For enhanced safety, the front and rear seat shoulder belts of the Maserati Quattroporte have pretensioners to tighten the seatbelts and eliminate dangerous slack in the event of a collision and force limiters to limit the pressure the belts will exert on the passengers. The Cadillac CT5 doesn’t offer pretensioners for its rear seat belts.
The Quattroporte has standard whiplash protection, which use a specially designed headrest to protect the driver and front passenger from whiplash. During a rear-end collision, the whiplash protection system moves the headrests forward to prevent neck and spine injuries. The CT5 doesn’t offer a whiplash protection system.
To provide maximum traction and stability on all roads, All-Wheel Drive is standard on the Quattroporte.
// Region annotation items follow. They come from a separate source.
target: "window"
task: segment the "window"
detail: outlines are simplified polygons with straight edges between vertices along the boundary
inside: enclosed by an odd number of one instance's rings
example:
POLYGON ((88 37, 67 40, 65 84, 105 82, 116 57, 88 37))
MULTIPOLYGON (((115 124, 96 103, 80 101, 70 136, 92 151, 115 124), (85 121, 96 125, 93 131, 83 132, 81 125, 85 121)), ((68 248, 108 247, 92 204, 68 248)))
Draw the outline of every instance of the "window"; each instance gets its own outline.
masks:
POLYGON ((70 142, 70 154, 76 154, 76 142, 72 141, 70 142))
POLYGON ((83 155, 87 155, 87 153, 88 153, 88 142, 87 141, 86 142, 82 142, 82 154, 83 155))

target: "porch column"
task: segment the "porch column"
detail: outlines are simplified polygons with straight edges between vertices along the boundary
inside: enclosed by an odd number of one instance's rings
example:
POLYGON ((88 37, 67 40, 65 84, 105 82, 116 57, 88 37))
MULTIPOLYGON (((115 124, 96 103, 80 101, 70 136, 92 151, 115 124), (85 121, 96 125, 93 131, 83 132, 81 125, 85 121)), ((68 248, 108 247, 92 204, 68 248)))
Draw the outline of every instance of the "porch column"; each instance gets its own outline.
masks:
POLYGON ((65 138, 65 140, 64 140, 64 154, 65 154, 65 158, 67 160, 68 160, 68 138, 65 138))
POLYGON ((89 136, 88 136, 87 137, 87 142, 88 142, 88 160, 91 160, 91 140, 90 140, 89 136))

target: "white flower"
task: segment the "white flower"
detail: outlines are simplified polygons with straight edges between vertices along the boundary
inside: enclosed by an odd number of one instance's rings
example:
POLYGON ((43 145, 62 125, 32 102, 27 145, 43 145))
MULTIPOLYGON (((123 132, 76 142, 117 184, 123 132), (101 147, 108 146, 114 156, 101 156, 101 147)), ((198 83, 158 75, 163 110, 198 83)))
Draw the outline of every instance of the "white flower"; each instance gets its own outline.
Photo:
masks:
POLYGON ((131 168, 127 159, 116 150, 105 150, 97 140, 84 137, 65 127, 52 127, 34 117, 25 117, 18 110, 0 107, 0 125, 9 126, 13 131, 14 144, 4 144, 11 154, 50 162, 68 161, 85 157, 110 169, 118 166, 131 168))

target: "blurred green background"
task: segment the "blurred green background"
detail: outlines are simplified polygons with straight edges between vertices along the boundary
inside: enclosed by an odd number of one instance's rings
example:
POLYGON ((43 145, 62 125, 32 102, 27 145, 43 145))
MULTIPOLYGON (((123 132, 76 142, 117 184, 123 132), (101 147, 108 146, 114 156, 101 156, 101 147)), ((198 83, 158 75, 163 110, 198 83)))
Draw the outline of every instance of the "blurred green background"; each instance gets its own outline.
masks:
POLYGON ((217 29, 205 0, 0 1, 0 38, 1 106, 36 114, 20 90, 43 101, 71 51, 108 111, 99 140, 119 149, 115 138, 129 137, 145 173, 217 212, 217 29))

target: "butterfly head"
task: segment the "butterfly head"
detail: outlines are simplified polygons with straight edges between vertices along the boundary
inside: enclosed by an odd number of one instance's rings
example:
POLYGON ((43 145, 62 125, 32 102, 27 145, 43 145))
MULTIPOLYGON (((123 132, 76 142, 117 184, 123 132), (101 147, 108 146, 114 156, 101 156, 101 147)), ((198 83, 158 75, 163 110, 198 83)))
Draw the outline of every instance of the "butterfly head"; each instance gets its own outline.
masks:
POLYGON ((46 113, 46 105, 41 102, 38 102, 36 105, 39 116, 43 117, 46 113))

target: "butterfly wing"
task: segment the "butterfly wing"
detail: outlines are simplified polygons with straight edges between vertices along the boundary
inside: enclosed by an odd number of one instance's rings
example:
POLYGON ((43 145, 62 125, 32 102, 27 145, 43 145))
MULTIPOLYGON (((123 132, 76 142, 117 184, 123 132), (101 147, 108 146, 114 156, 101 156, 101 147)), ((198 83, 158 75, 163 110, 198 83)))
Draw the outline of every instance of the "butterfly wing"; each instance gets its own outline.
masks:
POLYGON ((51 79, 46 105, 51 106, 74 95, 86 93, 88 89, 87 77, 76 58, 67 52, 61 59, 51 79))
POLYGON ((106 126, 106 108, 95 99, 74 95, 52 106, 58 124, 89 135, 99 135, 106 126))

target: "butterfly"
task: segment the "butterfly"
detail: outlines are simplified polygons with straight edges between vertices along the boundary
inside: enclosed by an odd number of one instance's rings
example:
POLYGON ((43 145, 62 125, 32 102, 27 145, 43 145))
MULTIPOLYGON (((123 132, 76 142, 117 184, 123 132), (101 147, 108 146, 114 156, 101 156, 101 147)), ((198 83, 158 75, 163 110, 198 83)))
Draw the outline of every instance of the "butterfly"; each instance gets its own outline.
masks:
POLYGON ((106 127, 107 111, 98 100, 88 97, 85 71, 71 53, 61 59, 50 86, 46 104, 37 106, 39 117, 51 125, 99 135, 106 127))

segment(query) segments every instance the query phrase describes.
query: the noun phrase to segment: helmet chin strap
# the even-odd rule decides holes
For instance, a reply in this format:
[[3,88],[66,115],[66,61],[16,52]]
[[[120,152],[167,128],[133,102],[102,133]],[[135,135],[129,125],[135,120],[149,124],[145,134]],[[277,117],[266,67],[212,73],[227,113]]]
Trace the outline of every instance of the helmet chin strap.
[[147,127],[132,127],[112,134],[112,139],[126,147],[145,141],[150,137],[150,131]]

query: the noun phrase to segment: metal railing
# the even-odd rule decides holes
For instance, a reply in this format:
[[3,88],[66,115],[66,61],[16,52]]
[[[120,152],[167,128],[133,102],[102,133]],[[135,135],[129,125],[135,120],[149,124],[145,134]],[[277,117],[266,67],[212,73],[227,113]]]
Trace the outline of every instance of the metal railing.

But it costs extra on the CT5.
Both the Quattroporte and the CT5 have standard driver and passenger frontal airbags, front side-impact airbags, driver knee airbags, side-impact head airbags, height adjustable front shoulder belts, four-wheel antilock brakes, traction control, electronic stability systems to prevent skidding, crash mitigating brakes, daytime running lights, lane departure warning systems, blind spot warning systems, rearview cameras and rear cross-path warning.
The Maserati Quattroporte weighs 406 to 574 pounds more than the Cadillac CT5. The NHTSA advises that heavier cars are much safer in collisions than their significantly lighter counterparts.